Cognitive symptoms change a person’s mental ability. A person with cognitive symptoms may have memory problems and poor concentration.
A physical symptom changes the body and health of the user. These symptoms may cause bodily function troubles, affecting a person’s ability to get around.
Common physical symptoms a person with a Percocet addiction may encounter include:
- Feeling Exhausted
- Coordination Difficulty
- Balance Problems
- Shallow Breathing
- Difficulty Sleeping
- Slowed Heart Rate
- Loss in Weight
Withdrawal symptoms are also common for those with a Percocet addiction who try to stop taking the drug. Withdrawals lead to a lot of physical symptoms.
Percocet Withdrawal Symptoms
If you need to take Percocet for a long time, your body can get used to it. This is not usually a problem, but if you stop taking it suddenly, you could get withdrawal symptoms such as:
- feeling agitated, anxious or nervous
- panic attacks
- difficulty sleeping
- feeling or being sick (nausea or vomiting)
- noticeable heartbeat (palpitations)
The symptoms of a Percocet overdose are similar to those of oxycodone and acetaminophen.
Oxycodone overdose symptoms can include the following:
- weakness in the muscles
- trouble breathing
- different colouration in the skin
An acetaminophen overdose has the following symptoms:
- appetite loss
- pain in the stomach
- stomach swelling
- organ failure
Adults should not take more than 4000 milligrams (4 grams) of acetaminophen a day.
People wanting to end prescription drug misuse can find help from local addiction services or by seeking advice from their doctor.
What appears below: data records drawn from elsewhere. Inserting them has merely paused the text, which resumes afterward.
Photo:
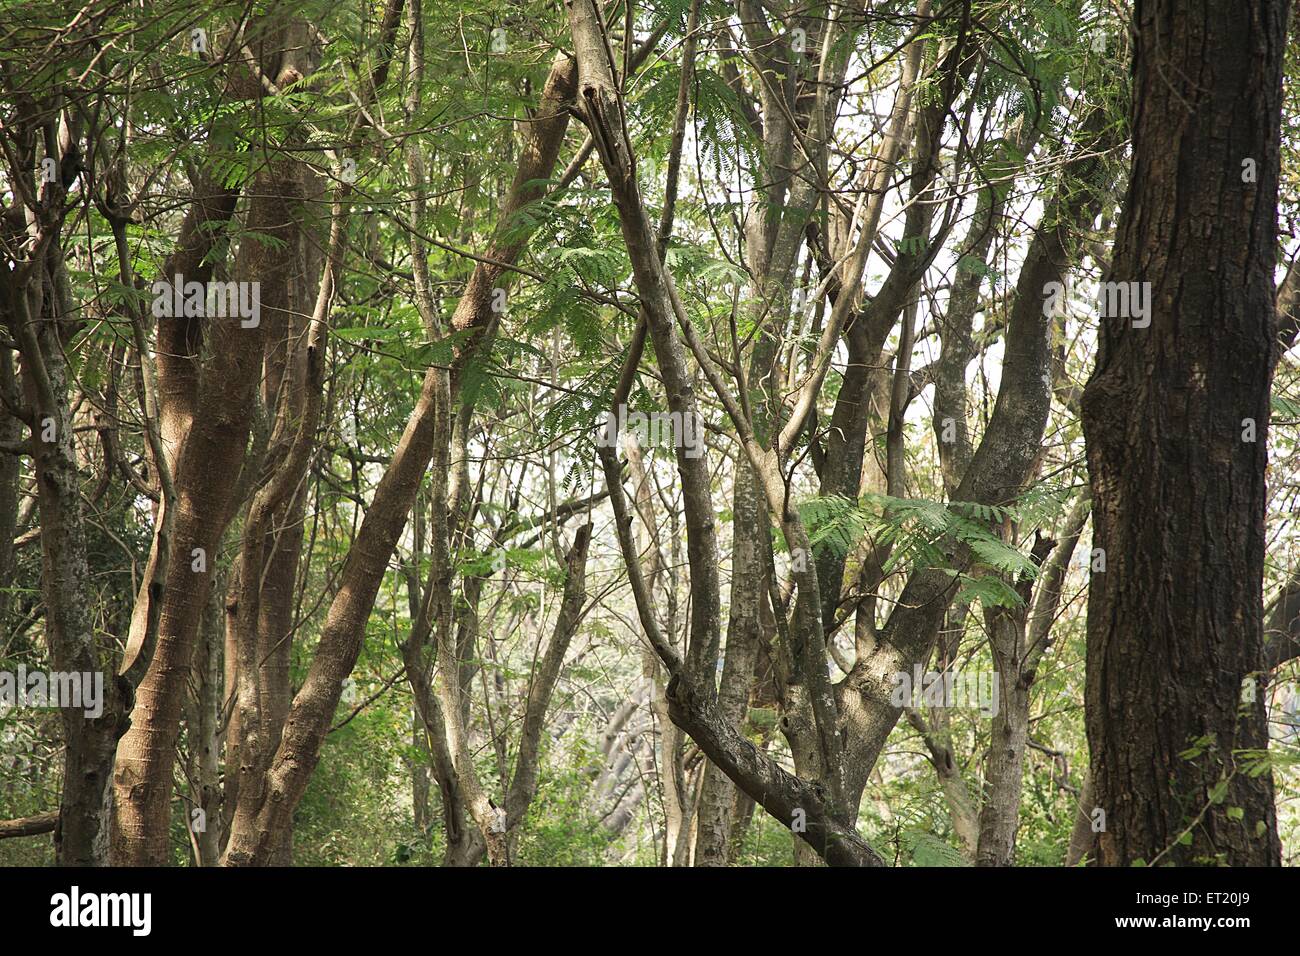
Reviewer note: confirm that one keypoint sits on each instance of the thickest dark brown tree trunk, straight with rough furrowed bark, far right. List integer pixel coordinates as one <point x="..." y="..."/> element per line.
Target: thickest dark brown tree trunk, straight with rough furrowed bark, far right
<point x="1176" y="418"/>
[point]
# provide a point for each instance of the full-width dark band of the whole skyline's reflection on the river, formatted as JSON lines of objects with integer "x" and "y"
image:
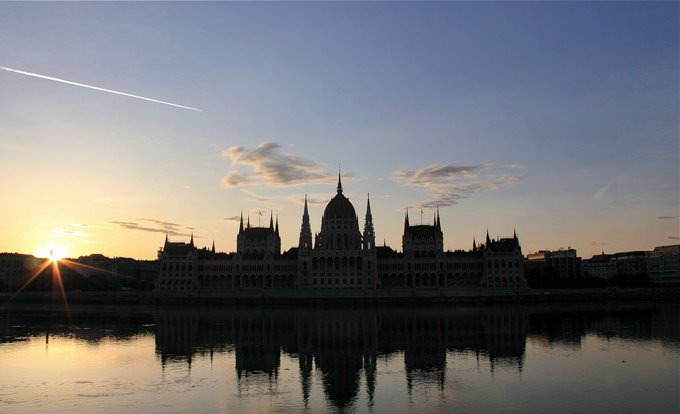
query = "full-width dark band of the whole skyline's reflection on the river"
{"x": 338, "y": 349}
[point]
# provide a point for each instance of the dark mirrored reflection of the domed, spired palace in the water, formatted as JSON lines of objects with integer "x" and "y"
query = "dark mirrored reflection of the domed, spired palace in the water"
{"x": 343, "y": 345}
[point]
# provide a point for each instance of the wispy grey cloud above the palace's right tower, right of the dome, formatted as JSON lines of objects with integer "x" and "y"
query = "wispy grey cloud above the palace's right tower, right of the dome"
{"x": 447, "y": 184}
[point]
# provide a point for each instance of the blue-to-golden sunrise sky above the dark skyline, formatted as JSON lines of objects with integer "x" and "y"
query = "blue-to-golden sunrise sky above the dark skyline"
{"x": 559, "y": 120}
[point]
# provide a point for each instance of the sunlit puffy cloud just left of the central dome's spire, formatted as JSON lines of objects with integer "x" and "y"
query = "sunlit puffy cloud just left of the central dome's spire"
{"x": 268, "y": 165}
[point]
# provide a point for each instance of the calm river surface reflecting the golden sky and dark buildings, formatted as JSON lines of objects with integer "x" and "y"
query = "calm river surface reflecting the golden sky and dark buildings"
{"x": 543, "y": 359}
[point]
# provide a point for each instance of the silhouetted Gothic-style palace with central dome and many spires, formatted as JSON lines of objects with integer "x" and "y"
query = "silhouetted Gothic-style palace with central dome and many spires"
{"x": 340, "y": 257}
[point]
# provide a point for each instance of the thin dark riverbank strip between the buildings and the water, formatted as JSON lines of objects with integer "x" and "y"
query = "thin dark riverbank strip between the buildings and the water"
{"x": 470, "y": 296}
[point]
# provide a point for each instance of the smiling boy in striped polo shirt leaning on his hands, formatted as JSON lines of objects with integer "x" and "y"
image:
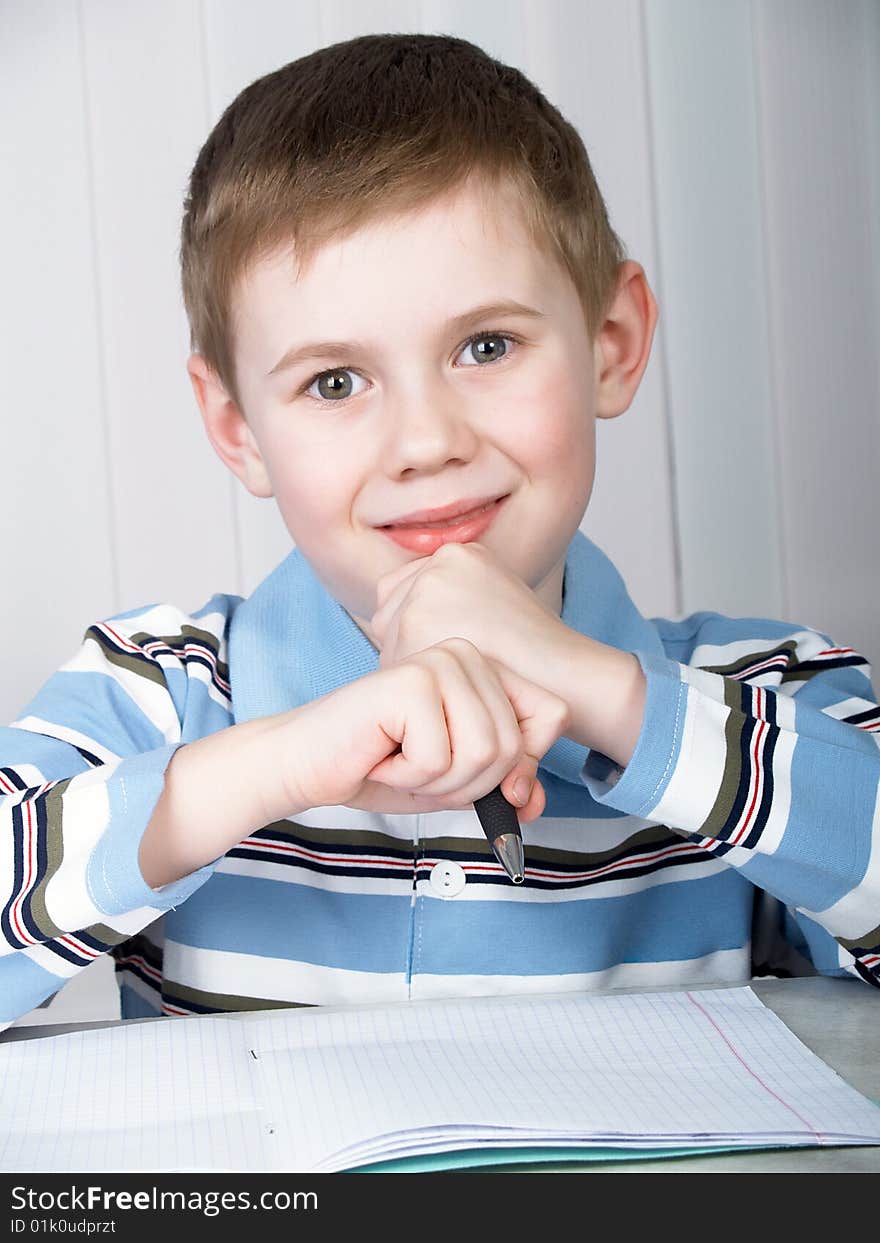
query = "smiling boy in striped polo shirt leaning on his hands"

It is recommended to undergo detox in a medical facility or detox centre where you will be safe and comfortable. Certain medications, such as methadone, buprenorphine, clonidine, and naltrexone, can help to minimize cravings and reduce withdrawal symptoms during detox.
A person going through Percocet detoxification will deal with withdrawal symptoms for five to seven days.
Speak to your Doctor
Speak to your doctor about alternative medications and therapies or how to gradually lower your dose, typically over a week or so.
Therapies and support
Attending therapy and support groups will help to prevent relapse (using the drug again). Relapse after withdrawal is common and carries a high risk of overdose. Seeking support is one of the best ways to avoid relapse.